Mr. Siong reported on how different countries have adopted the NOCLAR standard as developed by IESBA. The first adopter was South Africa. Scotland adopted it in November 2017. Australia adopted it on January 1, 2018 and they are waiting for formalization of whistleblowing legislation this fall to then have it go into effect in 2019. Japan has taken a stepped approach with auditors in public practice being covered as of July 2018 and those in business in 2019, but with no disclosure allowed.

The IESBA speakers listed the following countries as a sample of the global adopters/considerers of their NOCLAR standard:

  • Adopted/Converged: Australia, Germany, Hong Kong, Japan, Malaysia, Netherlands, New Zealand, Nigeria, Sri Lanka, South Africa
  • Adopting: Brazil, China, Pakistan, UK, Ireland
  • Actively Considering: Canada, India and Singapore.

Other countries will follow what is done in the United States, Mr. Siong said. “Disclosure was at the heart of the debate: When should a public accountant override the duty of confidentiality and disclose NOCLAR to an appropriate authority? Balance is important,” he observed. While many in the regulatory community felt disclosure should be a requirement, the IESBA determined that “confidentiality can be set aside in certain circumstances.” Factors weighing on that decision include:

  • Nature and extent of actual or potential harm to stakeholders;
  • Whether there is an appropriate authority to intake and act on information;
  • Availability of legal protection;
  • Actual/potential threats to physical safety of auditor or others;
  • Disclosure must be done in good faith – not for personal gain.
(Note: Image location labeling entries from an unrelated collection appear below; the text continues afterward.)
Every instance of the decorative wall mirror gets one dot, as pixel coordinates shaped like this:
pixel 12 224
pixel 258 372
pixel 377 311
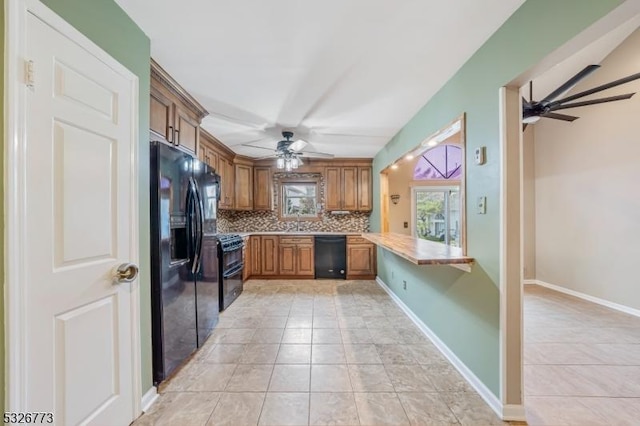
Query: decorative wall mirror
pixel 423 192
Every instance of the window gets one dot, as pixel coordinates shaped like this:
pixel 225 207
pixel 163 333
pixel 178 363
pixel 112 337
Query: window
pixel 436 214
pixel 299 198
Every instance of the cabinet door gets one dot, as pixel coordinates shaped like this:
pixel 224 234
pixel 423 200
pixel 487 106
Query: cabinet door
pixel 304 261
pixel 255 259
pixel 207 155
pixel 161 115
pixel 360 260
pixel 186 130
pixel 349 188
pixel 364 189
pixel 262 197
pixel 269 255
pixel 243 187
pixel 287 260
pixel 246 258
pixel 332 188
pixel 226 182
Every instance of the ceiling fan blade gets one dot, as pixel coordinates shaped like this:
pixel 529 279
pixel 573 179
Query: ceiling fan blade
pixel 569 84
pixel 259 147
pixel 311 154
pixel 298 145
pixel 597 89
pixel 593 102
pixel 562 117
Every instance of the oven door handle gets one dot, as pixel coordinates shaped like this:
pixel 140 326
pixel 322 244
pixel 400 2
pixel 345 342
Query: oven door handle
pixel 233 271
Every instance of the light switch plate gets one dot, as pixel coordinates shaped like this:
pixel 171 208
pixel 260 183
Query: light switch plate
pixel 482 205
pixel 479 155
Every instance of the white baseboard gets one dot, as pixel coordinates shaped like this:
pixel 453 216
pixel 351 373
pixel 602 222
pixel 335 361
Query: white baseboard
pixel 508 412
pixel 603 302
pixel 514 413
pixel 149 398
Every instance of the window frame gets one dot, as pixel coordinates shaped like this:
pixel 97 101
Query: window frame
pixel 281 199
pixel 447 186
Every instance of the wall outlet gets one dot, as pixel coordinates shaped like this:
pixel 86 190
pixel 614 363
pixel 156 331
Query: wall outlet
pixel 479 155
pixel 482 205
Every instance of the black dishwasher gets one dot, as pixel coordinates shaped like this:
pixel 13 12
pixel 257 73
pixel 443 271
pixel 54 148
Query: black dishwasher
pixel 330 256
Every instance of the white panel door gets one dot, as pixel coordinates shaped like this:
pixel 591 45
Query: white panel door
pixel 79 150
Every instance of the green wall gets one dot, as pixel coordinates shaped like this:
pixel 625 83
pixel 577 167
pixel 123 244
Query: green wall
pixel 463 308
pixel 2 204
pixel 106 24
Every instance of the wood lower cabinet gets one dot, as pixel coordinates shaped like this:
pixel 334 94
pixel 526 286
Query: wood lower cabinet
pixel 246 258
pixel 269 255
pixel 296 256
pixel 305 264
pixel 361 258
pixel 272 256
pixel 254 265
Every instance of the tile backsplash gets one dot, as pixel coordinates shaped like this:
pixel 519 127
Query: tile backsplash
pixel 265 221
PEEC NOCLAR Task Force Chair Robert Denham summarized differences between the IESBA’s standard and the 2017 PEEC exposure draft. Among those are: The PEEC standard would apply to all members regardless of the type of service provided or the member’s employment. Also, the IESBA standard directs the professional accountant to consider further action (which may include withdrawal and disclosing to an appropriate authority even where there is no legal or regulatory requirement to do so), but the PEEC draft only addresses withdrawal. The PEEC exposure draft does not recommend communication to the external auditor, but the IESBA standard allows such communication.

Mr. Denham noted an objection raised to adopting the IESBA’s standard that would cover non-audit services was: “Clients may view confidentiality of the non-attest work product as paramount and choose non-CPA service providers over CPA service providers.” Dr. Thomadakis commented: “The issue of competition of non-accountants and accountants… this is a difficult line to walk down. I think it is a slippery slope.”
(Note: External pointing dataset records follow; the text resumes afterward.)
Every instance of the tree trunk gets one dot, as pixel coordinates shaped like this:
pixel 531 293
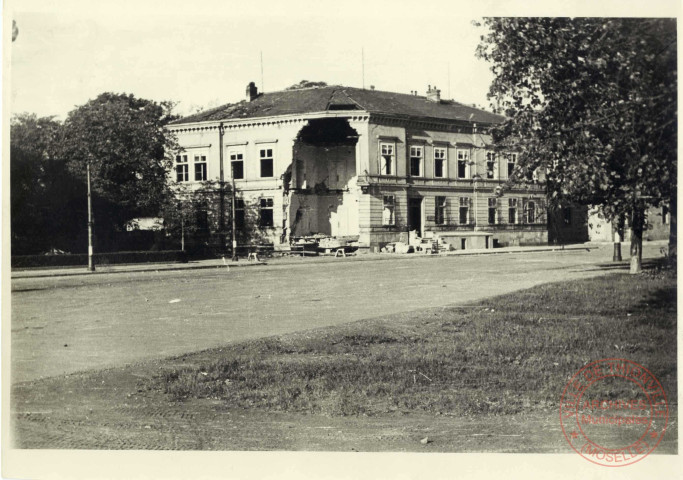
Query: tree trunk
pixel 637 224
pixel 672 225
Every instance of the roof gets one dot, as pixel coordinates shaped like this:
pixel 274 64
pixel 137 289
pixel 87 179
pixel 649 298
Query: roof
pixel 320 99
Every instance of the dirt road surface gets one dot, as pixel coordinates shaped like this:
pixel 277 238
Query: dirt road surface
pixel 67 324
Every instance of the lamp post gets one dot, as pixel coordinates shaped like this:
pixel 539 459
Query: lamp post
pixel 234 198
pixel 221 213
pixel 91 264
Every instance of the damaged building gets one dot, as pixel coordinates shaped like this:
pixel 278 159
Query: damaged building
pixel 363 164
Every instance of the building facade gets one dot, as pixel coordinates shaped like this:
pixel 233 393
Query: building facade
pixel 365 164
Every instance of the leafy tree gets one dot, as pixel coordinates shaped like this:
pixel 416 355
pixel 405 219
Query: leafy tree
pixel 45 211
pixel 592 102
pixel 130 154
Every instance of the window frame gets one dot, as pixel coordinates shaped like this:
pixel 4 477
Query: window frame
pixel 186 170
pixel 511 159
pixel 268 207
pixel 440 210
pixel 266 157
pixel 392 156
pixel 420 150
pixel 464 203
pixel 493 208
pixel 203 165
pixel 389 206
pixel 492 157
pixel 465 161
pixel 236 152
pixel 513 204
pixel 240 214
pixel 443 160
pixel 531 207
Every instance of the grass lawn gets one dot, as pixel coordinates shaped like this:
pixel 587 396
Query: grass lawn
pixel 507 355
pixel 485 377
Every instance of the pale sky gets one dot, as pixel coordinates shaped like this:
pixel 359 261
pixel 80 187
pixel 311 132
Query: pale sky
pixel 204 52
pixel 206 55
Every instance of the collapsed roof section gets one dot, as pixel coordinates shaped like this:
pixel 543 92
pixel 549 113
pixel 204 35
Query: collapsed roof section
pixel 329 98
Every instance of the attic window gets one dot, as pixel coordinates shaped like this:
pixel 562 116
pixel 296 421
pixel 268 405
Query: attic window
pixel 343 106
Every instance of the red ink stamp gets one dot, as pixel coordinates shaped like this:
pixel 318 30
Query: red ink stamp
pixel 613 412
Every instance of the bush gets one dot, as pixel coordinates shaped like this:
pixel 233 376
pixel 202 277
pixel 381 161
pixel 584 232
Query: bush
pixel 28 261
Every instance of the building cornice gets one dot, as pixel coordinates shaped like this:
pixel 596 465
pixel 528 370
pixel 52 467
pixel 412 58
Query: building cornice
pixel 354 116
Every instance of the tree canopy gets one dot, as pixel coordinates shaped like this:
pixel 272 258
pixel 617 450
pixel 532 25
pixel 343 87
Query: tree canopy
pixel 42 190
pixel 593 103
pixel 129 151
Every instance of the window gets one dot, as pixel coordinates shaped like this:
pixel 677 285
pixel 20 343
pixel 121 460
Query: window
pixel 567 215
pixel 199 168
pixel 512 161
pixel 416 155
pixel 237 165
pixel 464 214
pixel 182 169
pixel 202 217
pixel 440 211
pixel 463 157
pixel 493 210
pixel 239 215
pixel 530 211
pixel 387 157
pixel 491 165
pixel 266 155
pixel 265 212
pixel 440 162
pixel 512 210
pixel 388 210
pixel 665 215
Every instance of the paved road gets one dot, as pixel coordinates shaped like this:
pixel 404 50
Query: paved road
pixel 67 324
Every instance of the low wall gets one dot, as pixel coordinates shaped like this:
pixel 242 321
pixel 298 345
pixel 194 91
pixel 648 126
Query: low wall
pixel 46 261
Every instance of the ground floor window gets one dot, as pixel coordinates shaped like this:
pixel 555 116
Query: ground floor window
pixel 200 168
pixel 237 163
pixel 266 155
pixel 240 216
pixel 388 210
pixel 567 215
pixel 440 211
pixel 665 215
pixel 490 165
pixel 512 210
pixel 493 210
pixel 463 157
pixel 464 213
pixel 266 212
pixel 530 212
pixel 387 157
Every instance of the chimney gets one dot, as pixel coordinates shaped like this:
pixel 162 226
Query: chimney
pixel 433 94
pixel 252 91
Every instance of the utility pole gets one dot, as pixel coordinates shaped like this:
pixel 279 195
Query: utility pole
pixel 221 214
pixel 91 264
pixel 234 198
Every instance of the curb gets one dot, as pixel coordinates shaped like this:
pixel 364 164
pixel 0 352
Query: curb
pixel 18 275
pixel 135 270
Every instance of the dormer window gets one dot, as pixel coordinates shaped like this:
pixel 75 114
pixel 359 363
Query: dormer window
pixel 182 168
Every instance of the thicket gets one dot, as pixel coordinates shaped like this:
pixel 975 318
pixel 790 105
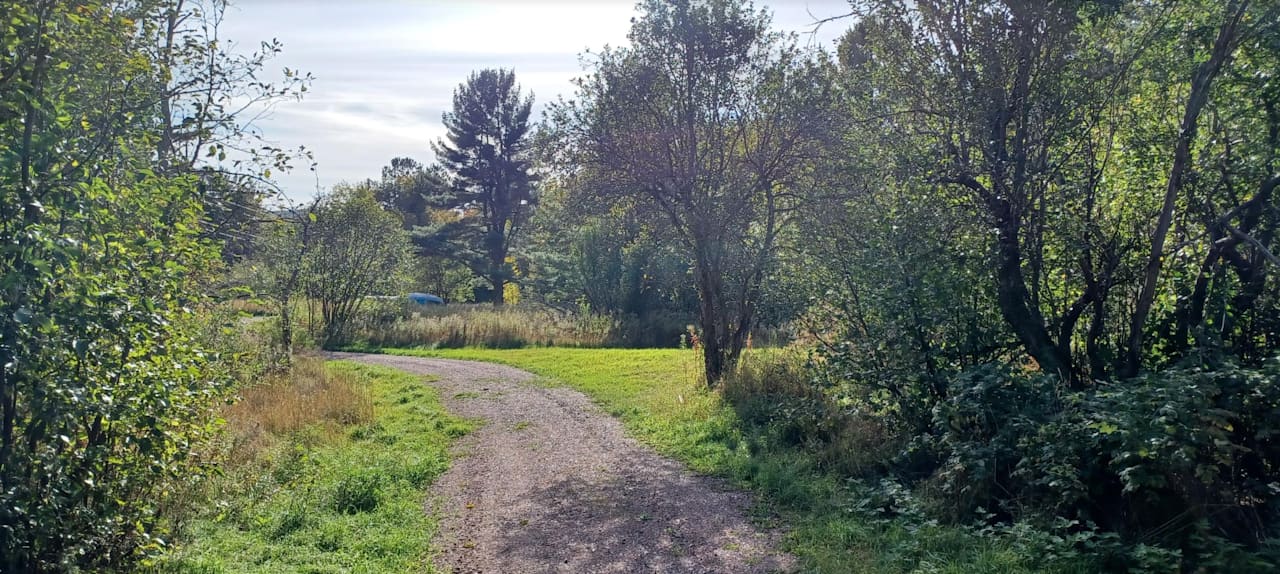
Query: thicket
pixel 1042 288
pixel 110 222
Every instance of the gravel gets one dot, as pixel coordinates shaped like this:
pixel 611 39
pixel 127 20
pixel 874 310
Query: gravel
pixel 552 484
“Our goal is to get to a good answer working together,” NASBA Ethics Committee Chair Catherine Allen told the UAA Committee. She cautioned the UAA Committee that this is “a tricky balancing act,” but confidentiality needs to be looked at. “We have the IESBA blueprint and hearing how other countries are addressing the standard is helpful.” Ms. Allen’s discussion of the key elements of NOCLAR can be found on

Accountant-client privilege is a creature of some states’ law, but is not recognized federally, NASBA legal counsel Noel Allen told the UAA Committee. He found 17 states to have some form of privilege and 14 to have other protections that do not purport to be “privilege.” Eight states have language favorable to NOCLAR disclosure. Mr. Allen recommended the UAA Committee review Section 18 of the UAA .

NASBA UAA Committee Chair Baker believes the UAA Committee will need time to address all of the issues involved in coming to a practical solution for NOCLAR. In addition, he and AICPA UAA Committee Chair Thomas Neill will be working with PEEC to make sure the groups’ efforts are coordinated. For example, would standards need to be changed to permit enhanced communications between the predecessor and successor auditors.

One UAA Committee member commented that by simply resigning from a client when NOCLAR appears to exist, is the profession just continuing to play “kick the can” – and leaving it to someone else to protect the public?